Acetaminophen (Paracetamol)

  • Not an NSAID; analgesic and antipyretic with limited anti-inflammatory activity
  • Uses: moderate to mild pain relief and fever control; often used as an NSAID alternative
  • Liver toxicity risk: Extremely hepatotoxic in overdose; death can occur with high intake
  • Dosing norms: Typical dosing is 325mg to 1000mg every 4-6 hours325\,\text{mg} \text{ to } 1000\,\text{mg every 4-6 hours}; max daily dose often stated as 4000mg/day4000\,\text{mg/day} for adults
  • Overdose concern and antidote:
    • Acetylcysteine is the antidote (also used as a mucolytic in other contexts)
  • Special cautions:
    • Children are especially susceptible to overdose and liver injury
    • Use caution with concurrent hepatotoxic drugs, liver disease, or chronic alcohol use
  • Contraindications/Adverse effects:
    • Hepatic dysfunction; chronic alcoholism (increased risk of hepatotoxicity)
    • Potential adverse effects: hepatotoxicity, headaches, hemolytic anemia, renal dysfunction, skin rash, fever

Anti-Arthritis Agents (Overview)

  • Gold compounds (Chrysotherapy)

    • Gold compounds used: Auranofin (Ridaura) and gold sodium thiomalate (Aurolate)
    • Mechanism: Gold is taken up by macrophages and inhibits phagocytosis; this reduces release of lysosomal enzymes and tissue destruction
    • Role: Reserved for patients who do not respond to other therapies; do not reverse existing damage, but aim to prevent further damage
    • Considerations: Can be toxic; contraindicated in pregnancy/lactation, allergy to gold, diabetes mellitus, congestive heart failure, renal or hepatic dysfunction, hypertension, etc.

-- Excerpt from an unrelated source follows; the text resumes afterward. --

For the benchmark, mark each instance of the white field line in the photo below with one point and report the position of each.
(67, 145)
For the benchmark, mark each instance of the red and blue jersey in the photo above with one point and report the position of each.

  • DMARDs (Disease-Modifying Anti-Rheumatic Drugs)

    • Goal: Slow down or prevent further joint damage before severe damage occurs
    • Some sources classify gold compounds as DMARDs
    • Other classifications include: Tumor Necrosis Factor (TNF) blockers and other agents
    • Adverse effects can be severe to life-threatening; monitoring is essential

TNF Blockers (Tumor Necrosis Factor Blockers)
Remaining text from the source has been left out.